Monique Dostie cares for mentally retarded adults four at a time. The Maine Department of Human Services cares for them a state at a time. With all this caring, the clash between the Lewiston foster-home operator and the state seems petty and sad.
Ms. Dostie may lose the license for her Jaricot Foster Home, an establishment deemed exemplary in every way but two — she prohibits those who share her home from engaging in extramarital sex or from possessing pornography. DHS says those house rules are unconstitutional and in violation of department regulations.

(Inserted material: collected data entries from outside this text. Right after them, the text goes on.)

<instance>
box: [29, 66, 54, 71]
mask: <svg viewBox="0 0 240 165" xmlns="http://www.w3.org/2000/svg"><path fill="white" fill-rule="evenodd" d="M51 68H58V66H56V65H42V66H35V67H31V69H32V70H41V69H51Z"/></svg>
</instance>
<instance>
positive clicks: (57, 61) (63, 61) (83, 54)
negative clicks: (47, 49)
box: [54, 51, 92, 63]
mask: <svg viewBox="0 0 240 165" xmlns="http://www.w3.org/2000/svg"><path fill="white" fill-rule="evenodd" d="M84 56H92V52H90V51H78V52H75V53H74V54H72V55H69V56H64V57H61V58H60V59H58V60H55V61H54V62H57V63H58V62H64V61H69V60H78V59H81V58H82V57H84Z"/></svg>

A devoutly religious woman, Ms. Dostie says the activities she bans are sinful and degrading. She may be right, but in dealing with a society that separates church and state, she’s making the wrong argument. On secular ground, her position is even stronger. Adults with the intellectual capacity of toddlers may not be able to give informed consent regarding sex. They are extraordinarily trusting, eager to please, even gullible. According to the Association of Retarded Citizens (ARC), they are victims of crime at a rate three to four times that of the rest of the population; as many as 80 percent of retarded persons have been sexually abused. Viewed in that way, what Ms. Dostie offers is not religious inculcation but, in Maine’s vast network of nearly 550 group homes for the mentally retarded, one safe haven for those already victimized by predators.

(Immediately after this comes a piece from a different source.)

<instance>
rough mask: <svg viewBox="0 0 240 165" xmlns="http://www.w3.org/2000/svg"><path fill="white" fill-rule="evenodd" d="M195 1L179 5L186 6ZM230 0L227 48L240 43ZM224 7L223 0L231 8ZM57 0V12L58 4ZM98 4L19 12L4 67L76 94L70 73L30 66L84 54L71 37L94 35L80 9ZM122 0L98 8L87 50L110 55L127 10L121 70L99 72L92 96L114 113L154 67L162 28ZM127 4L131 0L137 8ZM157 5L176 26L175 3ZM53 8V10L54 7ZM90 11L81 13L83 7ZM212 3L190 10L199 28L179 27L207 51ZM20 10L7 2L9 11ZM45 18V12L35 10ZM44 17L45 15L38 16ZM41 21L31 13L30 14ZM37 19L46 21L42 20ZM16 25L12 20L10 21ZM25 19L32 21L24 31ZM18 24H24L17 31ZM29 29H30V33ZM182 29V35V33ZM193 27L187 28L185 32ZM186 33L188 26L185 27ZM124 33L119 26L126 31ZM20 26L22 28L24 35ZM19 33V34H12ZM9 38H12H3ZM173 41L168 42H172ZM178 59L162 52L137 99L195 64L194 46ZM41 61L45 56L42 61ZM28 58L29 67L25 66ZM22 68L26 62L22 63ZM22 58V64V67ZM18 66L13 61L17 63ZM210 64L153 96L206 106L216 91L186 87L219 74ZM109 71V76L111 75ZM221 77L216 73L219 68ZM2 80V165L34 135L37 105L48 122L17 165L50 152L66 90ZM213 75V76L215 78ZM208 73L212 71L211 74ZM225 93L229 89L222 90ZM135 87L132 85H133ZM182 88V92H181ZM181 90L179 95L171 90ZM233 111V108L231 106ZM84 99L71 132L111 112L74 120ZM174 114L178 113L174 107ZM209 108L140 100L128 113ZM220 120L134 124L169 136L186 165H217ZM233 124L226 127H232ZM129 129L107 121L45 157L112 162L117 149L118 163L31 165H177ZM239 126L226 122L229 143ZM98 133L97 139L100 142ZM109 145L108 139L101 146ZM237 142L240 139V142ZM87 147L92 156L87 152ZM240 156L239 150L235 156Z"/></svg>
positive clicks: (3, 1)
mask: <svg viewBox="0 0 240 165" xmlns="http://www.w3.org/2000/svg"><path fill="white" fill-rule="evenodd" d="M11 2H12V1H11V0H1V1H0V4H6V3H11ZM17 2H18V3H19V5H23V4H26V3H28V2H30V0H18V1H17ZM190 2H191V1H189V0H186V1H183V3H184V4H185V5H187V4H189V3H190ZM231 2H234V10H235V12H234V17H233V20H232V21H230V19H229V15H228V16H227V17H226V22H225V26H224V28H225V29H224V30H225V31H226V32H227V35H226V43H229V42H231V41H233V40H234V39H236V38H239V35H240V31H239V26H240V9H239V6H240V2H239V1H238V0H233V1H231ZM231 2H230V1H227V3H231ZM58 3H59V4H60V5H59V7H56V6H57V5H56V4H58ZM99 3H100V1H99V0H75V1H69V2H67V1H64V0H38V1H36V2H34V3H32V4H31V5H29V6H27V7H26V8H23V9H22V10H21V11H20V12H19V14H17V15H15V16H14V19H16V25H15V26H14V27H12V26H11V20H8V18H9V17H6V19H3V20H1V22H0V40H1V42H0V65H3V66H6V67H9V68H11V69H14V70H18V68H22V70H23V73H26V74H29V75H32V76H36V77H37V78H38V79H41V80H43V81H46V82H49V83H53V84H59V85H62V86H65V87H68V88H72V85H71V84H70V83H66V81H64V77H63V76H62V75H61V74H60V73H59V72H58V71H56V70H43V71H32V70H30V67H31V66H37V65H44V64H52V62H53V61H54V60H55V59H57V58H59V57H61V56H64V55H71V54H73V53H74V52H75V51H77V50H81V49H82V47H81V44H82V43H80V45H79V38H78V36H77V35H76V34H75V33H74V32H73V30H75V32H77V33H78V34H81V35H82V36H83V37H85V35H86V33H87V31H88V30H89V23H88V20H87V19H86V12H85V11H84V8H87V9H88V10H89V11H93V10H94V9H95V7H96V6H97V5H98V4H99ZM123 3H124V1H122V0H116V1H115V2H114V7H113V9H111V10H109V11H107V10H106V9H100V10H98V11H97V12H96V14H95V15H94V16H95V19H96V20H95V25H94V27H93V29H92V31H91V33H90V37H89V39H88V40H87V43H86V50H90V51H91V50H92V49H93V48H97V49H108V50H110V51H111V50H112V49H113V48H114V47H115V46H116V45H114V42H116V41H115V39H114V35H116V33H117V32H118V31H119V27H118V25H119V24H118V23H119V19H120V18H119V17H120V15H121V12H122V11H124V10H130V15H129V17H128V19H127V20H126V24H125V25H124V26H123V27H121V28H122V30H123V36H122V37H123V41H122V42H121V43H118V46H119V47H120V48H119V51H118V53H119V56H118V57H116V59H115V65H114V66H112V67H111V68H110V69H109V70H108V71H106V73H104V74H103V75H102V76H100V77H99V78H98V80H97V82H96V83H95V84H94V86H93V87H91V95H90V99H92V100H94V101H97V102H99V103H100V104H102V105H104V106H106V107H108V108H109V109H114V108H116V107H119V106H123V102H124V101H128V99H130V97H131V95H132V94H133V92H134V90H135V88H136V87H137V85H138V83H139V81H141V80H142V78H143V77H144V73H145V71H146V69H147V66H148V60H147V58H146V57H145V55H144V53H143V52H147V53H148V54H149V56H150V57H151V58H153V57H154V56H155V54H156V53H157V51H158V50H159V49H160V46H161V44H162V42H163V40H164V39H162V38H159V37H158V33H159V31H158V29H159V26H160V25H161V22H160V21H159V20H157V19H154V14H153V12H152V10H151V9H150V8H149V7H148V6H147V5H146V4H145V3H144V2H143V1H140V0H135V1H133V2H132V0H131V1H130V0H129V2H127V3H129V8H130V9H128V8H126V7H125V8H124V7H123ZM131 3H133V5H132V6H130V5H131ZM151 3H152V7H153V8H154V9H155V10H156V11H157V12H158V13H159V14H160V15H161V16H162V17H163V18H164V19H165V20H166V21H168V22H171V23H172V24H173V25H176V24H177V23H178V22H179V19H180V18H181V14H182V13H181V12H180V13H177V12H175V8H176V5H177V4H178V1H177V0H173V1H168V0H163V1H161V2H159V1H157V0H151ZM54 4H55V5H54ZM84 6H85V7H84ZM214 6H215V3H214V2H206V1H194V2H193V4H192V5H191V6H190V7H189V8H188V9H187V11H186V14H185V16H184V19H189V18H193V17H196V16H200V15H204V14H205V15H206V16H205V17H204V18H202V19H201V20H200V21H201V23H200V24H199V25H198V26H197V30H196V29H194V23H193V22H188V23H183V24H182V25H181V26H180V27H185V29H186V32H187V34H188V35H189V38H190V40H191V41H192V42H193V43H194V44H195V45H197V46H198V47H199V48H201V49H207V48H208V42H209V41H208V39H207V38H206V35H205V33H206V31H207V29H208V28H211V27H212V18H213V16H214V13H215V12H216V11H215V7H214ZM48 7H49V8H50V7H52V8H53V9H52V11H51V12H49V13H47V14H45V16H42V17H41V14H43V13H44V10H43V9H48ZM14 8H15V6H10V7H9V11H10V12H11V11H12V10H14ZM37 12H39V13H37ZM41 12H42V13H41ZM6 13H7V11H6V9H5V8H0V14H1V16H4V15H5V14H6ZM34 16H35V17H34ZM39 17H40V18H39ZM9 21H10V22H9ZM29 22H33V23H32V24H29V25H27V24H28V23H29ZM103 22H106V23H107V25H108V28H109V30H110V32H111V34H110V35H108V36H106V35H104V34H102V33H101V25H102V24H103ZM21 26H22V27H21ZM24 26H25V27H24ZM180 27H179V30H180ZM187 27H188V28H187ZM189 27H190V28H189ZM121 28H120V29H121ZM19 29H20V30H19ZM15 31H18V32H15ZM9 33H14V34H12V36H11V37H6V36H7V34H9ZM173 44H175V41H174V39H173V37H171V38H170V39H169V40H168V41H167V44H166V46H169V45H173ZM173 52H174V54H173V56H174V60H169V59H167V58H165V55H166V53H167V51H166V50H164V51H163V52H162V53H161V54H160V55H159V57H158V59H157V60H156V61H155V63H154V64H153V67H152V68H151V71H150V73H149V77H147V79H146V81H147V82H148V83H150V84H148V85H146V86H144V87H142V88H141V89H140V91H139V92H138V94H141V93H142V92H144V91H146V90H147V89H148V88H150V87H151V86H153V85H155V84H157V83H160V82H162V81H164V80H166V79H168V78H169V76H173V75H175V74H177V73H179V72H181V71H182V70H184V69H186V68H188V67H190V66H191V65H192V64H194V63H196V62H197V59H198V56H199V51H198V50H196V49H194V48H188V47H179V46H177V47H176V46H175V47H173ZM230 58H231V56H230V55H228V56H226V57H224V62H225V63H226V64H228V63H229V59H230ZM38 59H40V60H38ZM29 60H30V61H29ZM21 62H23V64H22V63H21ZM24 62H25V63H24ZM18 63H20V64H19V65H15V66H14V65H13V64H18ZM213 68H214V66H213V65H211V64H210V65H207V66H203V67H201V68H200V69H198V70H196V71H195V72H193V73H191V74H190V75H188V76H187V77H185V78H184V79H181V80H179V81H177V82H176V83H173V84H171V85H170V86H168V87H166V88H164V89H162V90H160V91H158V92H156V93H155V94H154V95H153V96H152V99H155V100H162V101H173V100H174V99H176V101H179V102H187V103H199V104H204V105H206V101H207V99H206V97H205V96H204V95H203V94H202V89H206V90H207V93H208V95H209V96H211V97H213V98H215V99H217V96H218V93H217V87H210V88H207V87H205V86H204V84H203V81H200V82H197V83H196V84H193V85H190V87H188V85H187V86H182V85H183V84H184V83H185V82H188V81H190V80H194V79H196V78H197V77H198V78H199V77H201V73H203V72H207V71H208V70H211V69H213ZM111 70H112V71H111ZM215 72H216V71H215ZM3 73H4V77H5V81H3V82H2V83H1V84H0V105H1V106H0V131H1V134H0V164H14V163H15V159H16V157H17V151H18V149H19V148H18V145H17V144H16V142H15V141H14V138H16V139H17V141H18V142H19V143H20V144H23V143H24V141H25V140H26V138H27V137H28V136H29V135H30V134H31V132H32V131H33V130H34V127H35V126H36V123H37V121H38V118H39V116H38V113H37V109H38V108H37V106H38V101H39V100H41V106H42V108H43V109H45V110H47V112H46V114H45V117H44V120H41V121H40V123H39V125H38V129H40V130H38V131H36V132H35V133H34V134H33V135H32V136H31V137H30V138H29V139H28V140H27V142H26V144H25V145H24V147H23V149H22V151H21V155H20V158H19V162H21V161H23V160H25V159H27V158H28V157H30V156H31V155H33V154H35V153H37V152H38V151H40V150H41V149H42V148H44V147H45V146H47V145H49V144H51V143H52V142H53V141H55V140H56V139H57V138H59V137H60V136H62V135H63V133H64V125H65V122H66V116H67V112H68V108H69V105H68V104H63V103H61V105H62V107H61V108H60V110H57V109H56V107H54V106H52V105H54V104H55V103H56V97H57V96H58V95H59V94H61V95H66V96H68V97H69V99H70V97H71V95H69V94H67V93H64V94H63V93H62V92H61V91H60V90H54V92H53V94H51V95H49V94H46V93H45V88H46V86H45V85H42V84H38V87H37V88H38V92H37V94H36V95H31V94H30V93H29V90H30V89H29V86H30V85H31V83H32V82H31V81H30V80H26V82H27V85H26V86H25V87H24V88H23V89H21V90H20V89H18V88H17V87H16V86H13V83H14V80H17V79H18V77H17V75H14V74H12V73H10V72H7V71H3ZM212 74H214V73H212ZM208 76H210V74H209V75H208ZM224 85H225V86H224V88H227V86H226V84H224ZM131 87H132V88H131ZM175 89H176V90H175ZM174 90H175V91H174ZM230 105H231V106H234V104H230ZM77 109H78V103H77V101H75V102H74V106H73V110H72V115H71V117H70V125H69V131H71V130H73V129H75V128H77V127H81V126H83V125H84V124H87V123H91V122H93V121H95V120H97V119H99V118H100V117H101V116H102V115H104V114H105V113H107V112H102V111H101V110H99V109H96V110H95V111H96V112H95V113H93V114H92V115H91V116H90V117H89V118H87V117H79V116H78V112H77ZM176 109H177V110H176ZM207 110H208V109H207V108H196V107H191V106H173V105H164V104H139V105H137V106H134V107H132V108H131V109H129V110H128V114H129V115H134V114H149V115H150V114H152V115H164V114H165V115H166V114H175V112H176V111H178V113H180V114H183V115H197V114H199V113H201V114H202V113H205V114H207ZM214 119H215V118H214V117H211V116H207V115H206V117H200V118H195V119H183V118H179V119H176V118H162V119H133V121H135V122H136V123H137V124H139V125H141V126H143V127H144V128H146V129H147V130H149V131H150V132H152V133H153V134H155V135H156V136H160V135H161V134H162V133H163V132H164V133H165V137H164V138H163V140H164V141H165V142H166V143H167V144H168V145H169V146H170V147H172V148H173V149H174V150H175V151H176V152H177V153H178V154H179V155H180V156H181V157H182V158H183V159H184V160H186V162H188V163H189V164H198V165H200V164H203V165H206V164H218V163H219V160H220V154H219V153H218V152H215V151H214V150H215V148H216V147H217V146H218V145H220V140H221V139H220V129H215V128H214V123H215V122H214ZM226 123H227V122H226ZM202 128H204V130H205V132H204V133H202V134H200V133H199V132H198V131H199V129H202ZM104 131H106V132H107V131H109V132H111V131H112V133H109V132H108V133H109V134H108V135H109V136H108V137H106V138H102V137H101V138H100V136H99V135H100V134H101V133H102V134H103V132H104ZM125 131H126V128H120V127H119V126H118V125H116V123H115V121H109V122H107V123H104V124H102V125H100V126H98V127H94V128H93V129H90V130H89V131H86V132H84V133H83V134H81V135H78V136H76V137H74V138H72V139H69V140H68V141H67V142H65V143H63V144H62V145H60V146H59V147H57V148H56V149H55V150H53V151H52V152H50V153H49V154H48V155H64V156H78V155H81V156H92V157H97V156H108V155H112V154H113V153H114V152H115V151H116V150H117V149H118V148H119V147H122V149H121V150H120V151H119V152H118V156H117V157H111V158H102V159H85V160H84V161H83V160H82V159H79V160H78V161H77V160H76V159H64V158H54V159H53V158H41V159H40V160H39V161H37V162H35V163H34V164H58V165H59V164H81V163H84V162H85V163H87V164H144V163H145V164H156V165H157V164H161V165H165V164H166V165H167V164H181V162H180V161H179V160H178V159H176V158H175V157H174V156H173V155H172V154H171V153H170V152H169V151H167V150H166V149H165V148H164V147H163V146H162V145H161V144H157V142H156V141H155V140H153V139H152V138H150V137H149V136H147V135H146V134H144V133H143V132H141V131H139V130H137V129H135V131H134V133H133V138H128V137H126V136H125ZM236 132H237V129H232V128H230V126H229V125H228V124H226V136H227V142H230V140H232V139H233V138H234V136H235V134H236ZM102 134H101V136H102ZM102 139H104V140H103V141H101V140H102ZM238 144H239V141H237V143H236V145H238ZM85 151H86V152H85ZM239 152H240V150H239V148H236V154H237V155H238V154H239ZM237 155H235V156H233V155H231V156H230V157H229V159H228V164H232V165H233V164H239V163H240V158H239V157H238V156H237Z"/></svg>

There is a growing body of research demonstrating the ability of the mentally retarded to form loving, romantic relationships and of the beneficial effects that result. ARC, however, notes that the practice, prevalent in other times and places, of encouraging indiscriminate sexual activity and masturbation as a way to keep the mentally retarded busy is as demeaning to them as it would be to everyone else and does nothing to further the forging of strong emotional bonds.
DHS’s constitutionality argument is weak. The association between Ms. Dostie and those under her care — and their parents or guardians — is voluntary; no one is forced to live at Jaricot, there are hundreds of options. DHS’s interpretation of its own regulations is narrow. The “least restrictive environment” provision is modified by “in concert in with the clients’ and/or guardians’ preference.”

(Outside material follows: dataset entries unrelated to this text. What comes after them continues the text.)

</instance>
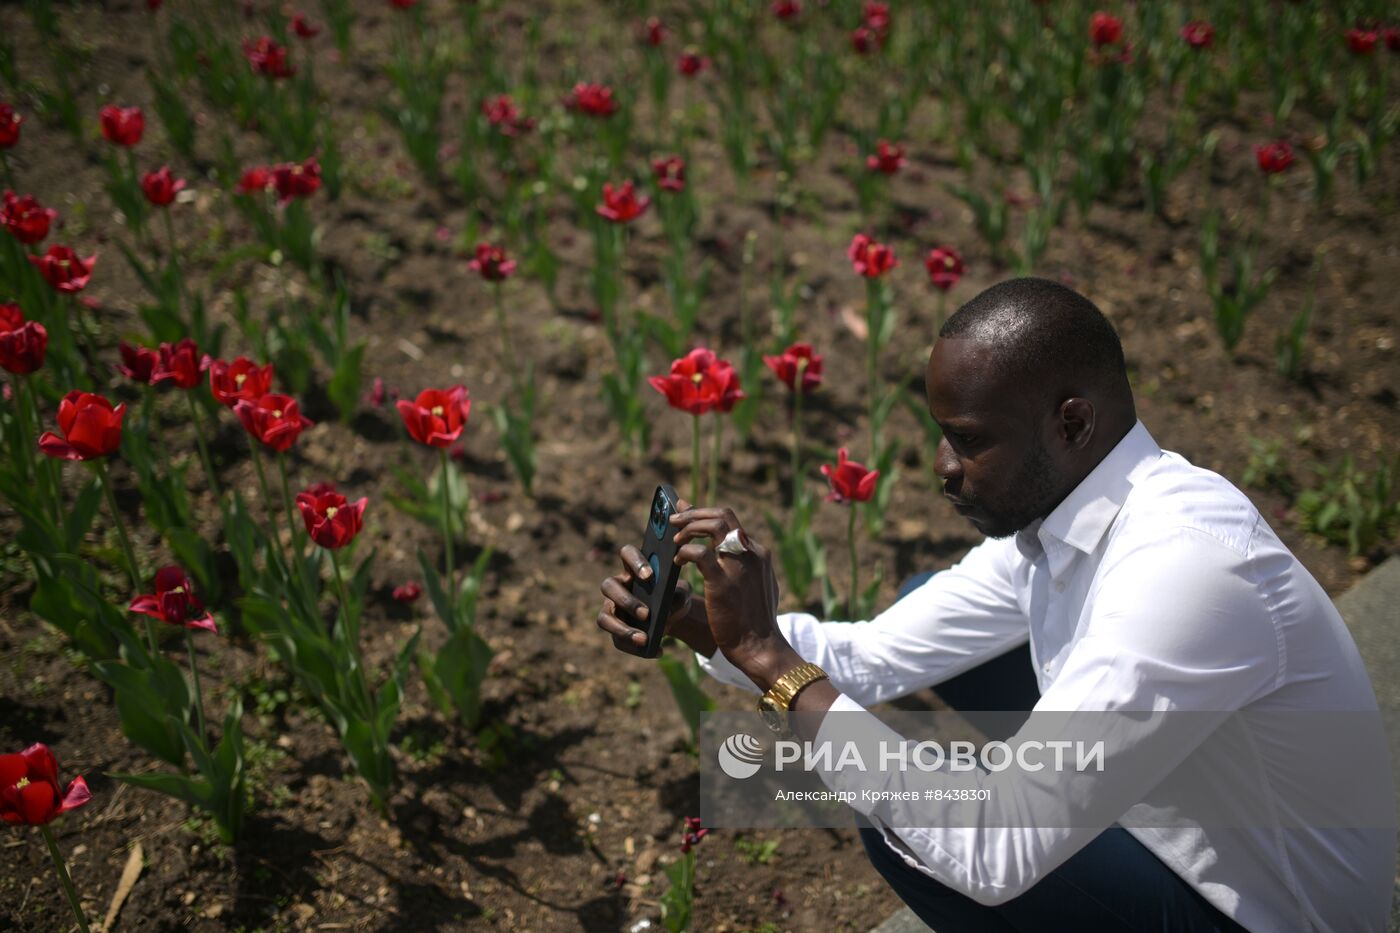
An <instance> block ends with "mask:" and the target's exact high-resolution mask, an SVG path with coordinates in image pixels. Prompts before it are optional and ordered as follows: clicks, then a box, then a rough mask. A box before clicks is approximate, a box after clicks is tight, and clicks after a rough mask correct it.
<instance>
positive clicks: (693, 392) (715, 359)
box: [647, 347, 746, 415]
mask: <svg viewBox="0 0 1400 933" xmlns="http://www.w3.org/2000/svg"><path fill="white" fill-rule="evenodd" d="M647 381H648V382H650V384H651V388H654V389H657V391H658V392H661V394H662V395H665V396H666V402H668V403H669V405H671V408H676V409H680V410H682V412H689V413H690V415H704V413H706V412H729V410H732V409H734V406H735V405H738V403H739V402H742V401H743V399H745V398H746V396H745V394H743V389H742V388H741V385H739V373H738V371H736V370H735V368H734V364H731V363H729V361H728V360H721V359H720V357H717V356H715V354H714V350H707V349H706V347H696V349H694V350H690V353H687V354H685V356H683V357H680V359H679V360H672V363H671V374H669V375H652V377H651V378H650V380H647Z"/></svg>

And DHS’s one-size-fits-all, by-the-book, strictly business approach runs contrary to basic concept of deinstitutionalizing the mentally retarded. Maine has nearly 550 group homes because the personal, family setting is preferable to the impersonal warehouse/hospital. DHS requires that each client have an individualized care plan. Surely among thousands of clients – make that real people with real problem and needs — there are four who would be best served by the care Ms. Dostie offers.